The Color Purple (December 18, 1985) – I was avoiding The Color Purple for years because I thought it was going to be a bleak, despairing movie that was only made to win awards and make me feel sad. It is bleak and despairing at times, but I should have had more faith in director Steven Spielberg. I’m glad I gave it a chance, as I found the movie to be a really emotional and powerful experience similar to how I feel about The Shawshank Redemption. It’s simply good drama. What I found so touching about The Color Purple is that it’s really about how the power of loving one another can sometimes triumph over irrational evil and hatred, in this case caused by fear of empowerment. The movie is full of magnificent performances, including Danny Glover as the detestable Mister. Whoopi Goldberg is almost a backwards revelation for me here, because I had a specific image of her in my head and was really blown away by how much I believed her to be this character in her first screen appearance. Oprah Winfrey and Margaret Avery are also very moving in their performances as the women that slowly give the Goldberg character her self-esteem back. The Color Purple is better than I expected and features a line of dialogue that sums up best what I like about the movie: "I’m poor, black, I might even be ugly, but dear G-d, I’m here. I’m here." It's a declaration that every person is entitled to fair treatment, equal respect, the pursuit of their own happiness etc. and should stand up to get it when they are not. The Color Purple is an absolutely beautiful movie.

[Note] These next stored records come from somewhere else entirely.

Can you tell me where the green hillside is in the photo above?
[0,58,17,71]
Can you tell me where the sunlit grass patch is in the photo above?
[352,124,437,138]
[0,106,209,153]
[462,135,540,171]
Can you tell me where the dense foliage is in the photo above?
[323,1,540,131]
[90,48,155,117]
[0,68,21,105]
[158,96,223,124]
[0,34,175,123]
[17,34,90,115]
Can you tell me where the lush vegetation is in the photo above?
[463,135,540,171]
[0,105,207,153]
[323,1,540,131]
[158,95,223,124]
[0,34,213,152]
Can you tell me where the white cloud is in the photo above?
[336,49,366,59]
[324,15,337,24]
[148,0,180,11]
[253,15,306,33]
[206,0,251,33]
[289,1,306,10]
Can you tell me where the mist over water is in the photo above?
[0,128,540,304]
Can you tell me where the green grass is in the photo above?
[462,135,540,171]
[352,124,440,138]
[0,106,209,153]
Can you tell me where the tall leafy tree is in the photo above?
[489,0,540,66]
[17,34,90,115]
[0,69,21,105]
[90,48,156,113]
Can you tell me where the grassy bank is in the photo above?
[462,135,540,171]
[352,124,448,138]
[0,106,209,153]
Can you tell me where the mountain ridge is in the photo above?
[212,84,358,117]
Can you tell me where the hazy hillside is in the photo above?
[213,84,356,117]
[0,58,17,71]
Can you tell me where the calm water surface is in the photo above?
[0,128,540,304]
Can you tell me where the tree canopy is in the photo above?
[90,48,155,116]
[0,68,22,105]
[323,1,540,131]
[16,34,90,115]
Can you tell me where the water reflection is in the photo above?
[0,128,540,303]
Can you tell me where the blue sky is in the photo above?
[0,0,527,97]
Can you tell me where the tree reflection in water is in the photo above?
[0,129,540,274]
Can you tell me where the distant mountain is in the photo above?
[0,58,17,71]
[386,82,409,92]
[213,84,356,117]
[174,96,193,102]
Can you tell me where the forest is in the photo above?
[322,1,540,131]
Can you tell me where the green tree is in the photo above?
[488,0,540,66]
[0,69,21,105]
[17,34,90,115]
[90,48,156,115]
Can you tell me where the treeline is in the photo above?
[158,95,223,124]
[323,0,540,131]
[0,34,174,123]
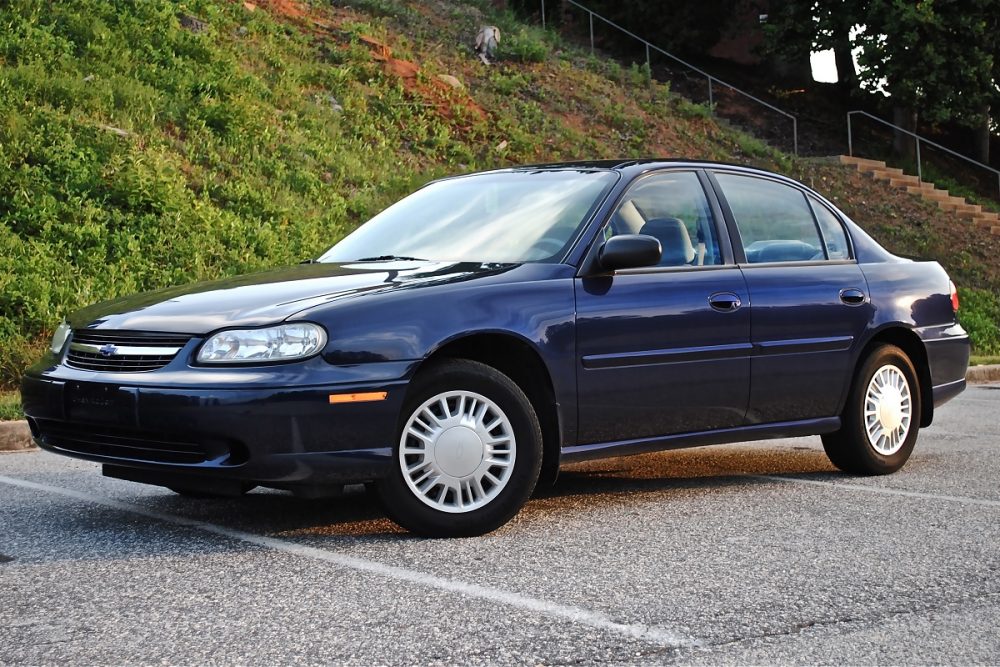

More Recommendations from 1985:
Back to the Future


Death Wish 3
Fright Night


Return of the Living Dead

Summer Rental (enjoy the worst dub in movie history)
The Sure Thing

To Live and Die in L.A.

Can’t wait to chat with all of you next Saturday and follow me on Twitter @AdamR38. I just want to be happy and I want you to be, too. It all starts on Twitter is what I’m saying. So many jokes. So good.

Leave a comment with your take on any of these 11 movies. I’d love to hear what you think.


  1. Lordy, you're right on Silverado. I love the movie, but you could severely trim the Costner and Scott Glenn stuff and focus on the Kline & Dennehy & Glover stories and I'd be a happy camper. (Also, the movie's visual joke involving Linda Hunt and a bar is so damn good for being both funny and eminently practical.)

    The Color Purple does seriously have moments of joy that'll just kill you. Celie's first smile? "God Is Trying To Tell You Something"?

    Finallu, in the pantheon of Weird Villain Turns, I have a special place in my heart for Alan King in Cat's Eye.

  2. Reading this made me realize that The Goonies Derivation applies to most of 1985 for me.